A real estate developer accused of enriching the one-time mayor of Palm Springs with six-figure bribes to cinch his support for downtown projects cared only about “money … and control,” a prosecutor said Monday, while the defense countered there was “little” evidence implicating the man in a conspiracy.

“The law is very clear: You have to follow the rules,” Riverside County Deputy District Attorney Amy Zois told jurors in her opening statement Monday at the Banning Justice Center.

Zois characterized 86-year-old John Elroy Wessman’s business relationship with former Mayor Steve Pougnet as one of backroom deals intended to do one thing — benefit Wessman and his ventures.

The prosecutor said the defendant and fellow developer Richard Hugh Meaney, 59, conspired to favor Pougnet with high-dollar rewards for gaining the mayor’s support for the men’s redevelopment projects between 2012 and 2014.

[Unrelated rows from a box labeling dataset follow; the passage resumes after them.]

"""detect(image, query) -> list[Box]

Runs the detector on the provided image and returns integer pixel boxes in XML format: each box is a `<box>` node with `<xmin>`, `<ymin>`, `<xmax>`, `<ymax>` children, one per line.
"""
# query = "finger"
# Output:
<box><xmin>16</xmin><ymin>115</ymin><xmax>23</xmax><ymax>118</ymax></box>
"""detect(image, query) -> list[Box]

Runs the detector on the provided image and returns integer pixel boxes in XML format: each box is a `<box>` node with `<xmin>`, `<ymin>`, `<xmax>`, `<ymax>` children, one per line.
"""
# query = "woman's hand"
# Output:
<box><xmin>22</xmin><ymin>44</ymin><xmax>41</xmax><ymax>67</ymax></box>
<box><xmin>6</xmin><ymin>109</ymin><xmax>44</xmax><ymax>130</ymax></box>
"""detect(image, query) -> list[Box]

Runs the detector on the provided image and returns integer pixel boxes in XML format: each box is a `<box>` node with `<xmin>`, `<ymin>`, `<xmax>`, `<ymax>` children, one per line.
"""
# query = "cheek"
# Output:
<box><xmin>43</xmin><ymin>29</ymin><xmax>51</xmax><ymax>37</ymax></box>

“These men cared about money, property and control,” Zois told jurors.

She said Pougnet’s $3,605-a-month salary during his two terms was “peanuts” compared to the hefty cash infusions into his bank account facilitated by the two developers.

Zois argued it was Wessman’s influence that landed Pougnet work on the Palm Springs International Film Festival, for which he received $150,000 in 2012. The festival board chairman ended the mayor’s consultancy when it didn’t net the kind of results that the board had wanted, according to the prosecution.

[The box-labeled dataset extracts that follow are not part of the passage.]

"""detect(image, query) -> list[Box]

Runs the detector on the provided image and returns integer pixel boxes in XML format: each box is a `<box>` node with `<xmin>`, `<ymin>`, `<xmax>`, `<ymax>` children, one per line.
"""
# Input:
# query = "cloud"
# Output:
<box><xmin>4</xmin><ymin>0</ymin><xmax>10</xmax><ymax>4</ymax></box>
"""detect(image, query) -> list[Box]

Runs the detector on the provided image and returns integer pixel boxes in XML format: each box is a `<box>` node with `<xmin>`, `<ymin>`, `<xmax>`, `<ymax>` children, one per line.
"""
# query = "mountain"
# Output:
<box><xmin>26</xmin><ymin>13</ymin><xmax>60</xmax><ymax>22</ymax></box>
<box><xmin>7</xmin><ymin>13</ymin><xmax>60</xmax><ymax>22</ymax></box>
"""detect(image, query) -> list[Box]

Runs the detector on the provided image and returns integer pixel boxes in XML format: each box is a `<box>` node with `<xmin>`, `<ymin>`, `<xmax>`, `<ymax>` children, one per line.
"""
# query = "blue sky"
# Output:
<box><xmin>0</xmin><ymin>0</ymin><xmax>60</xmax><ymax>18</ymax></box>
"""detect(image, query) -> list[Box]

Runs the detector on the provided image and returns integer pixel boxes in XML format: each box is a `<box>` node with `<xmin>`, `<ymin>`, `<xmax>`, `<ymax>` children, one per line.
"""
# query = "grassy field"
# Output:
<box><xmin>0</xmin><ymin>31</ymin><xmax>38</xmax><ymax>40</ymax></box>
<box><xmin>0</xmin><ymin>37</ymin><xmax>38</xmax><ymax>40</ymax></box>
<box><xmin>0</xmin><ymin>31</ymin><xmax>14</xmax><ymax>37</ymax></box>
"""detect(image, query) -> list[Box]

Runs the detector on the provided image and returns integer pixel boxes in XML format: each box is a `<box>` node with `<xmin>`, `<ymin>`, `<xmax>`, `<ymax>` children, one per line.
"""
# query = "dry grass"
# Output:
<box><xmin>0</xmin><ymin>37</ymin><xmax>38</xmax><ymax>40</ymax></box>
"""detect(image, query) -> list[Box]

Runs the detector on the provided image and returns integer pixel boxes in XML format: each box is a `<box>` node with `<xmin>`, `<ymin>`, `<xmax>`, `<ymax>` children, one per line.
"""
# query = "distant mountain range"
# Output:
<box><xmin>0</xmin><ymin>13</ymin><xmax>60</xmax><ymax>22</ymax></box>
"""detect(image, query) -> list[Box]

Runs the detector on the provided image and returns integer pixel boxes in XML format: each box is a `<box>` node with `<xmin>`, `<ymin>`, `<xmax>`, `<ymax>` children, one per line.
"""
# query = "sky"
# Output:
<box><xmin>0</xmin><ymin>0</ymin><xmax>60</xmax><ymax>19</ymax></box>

Zois alleged the developers provided $225,000 in illicit payoffs to the mayor between 2012 and 2014, all to ensure his active support for the downtown renaissance projects, which court records allege included construction of The Dakota, the Desert Fashion Plaza, The Morrison and Vivante.

Zois displayed photographs of Pougnet and Wessman together at public functions, revealing obvious signs of friendship.

Wessman is charged with nine counts of bribery of a public official and one count of conspiracy to commit a felony. During a pretrial hearing last week, Pougnet reached a plea agreement directly with the court, admitting nine counts of bribery by a public official, eight counts of illicit financial interest in public contracts and one count of conspiracy, as well as no contest to three perjury counts.

Prosecutors objected to the plea to Superior Court Judge Samuel Diaz, releasing a statement that Pougnet “took advantage of the public trust” and should be held to account at trial.

Diaz scheduled a sentencing hearing for July 2.

All the felony charges against Meaney were dismissed over a year ago. However, he pleaded guilty to a reinstated misdemeanor count of financial conflict in a government contract. Like Wessman, Meaney is free on his own recognizance. He’s due for sentencing in June.

Both the ex-mayor and Meaney are expected to receive terms of probation.

“There is very little evidence against Mr. Wessman,” defense attorney David Greenberg told jurors in his opening statement. “The payments were legit, the testimony against my client are not reliable, and there’s no proof of specific intent to corrupt the mayor.”

The attorney detailed how his client took appropriate steps and remained within the bounds of the law to get his projects approved by the Palm Springs City Council. He displayed the record of votes and the paper trail of loans and promissory notes associated with the developer’s enterprises.

Greenberg underscored how Wessman relied on creative financing to contend with impacts of the Great Recession that started in 2008, seeking what amounted to a “public-private partnership” between Wessman Development Inc. and the city to move forward with redevelopment.

The efforts led to Measure J being put before voters citywide in 2011. It passed, resulting in $43 million in municipal bonds going to the developer’s projects, which began in earnest in the winter of 2012, the defense said.

Greenberg leveled blame at Meaney for any improprieties connected to cash for Pougnet.

The attorney insisted that his client always considered his dealings with the mayor and council aboveboard.

“Justice in this case is not guilty for John Wessman,” Greenberg concluded.

Pougnet, Wessman and Meaney were criminally charged, for the first time, in 2017 and later indicted by a grand jury.

The case began as a federal corruption probe until it was turned over to county investigators in 2016.

A trial judge in December 2020 dismissed all counts against Wessman, characterizing them as baseless, but the charges were reinstated by the Fourth District Court of Appeals in Riverside less than two years later.

Pougnet was in office from 2007 to 2015.

Payments to him were drawn directly from accounts maintained by Meaney’s Union Abbey Co. and Wessman Development Inc., according to the prosecution.

A prosecutor told the grand jury in 2019 that Pougnet planned to move to Colorado to join his husband and two children when his first term ended in 2011, but the two developers put him “on their payroll” in order to gain his votes of confidence in their projects.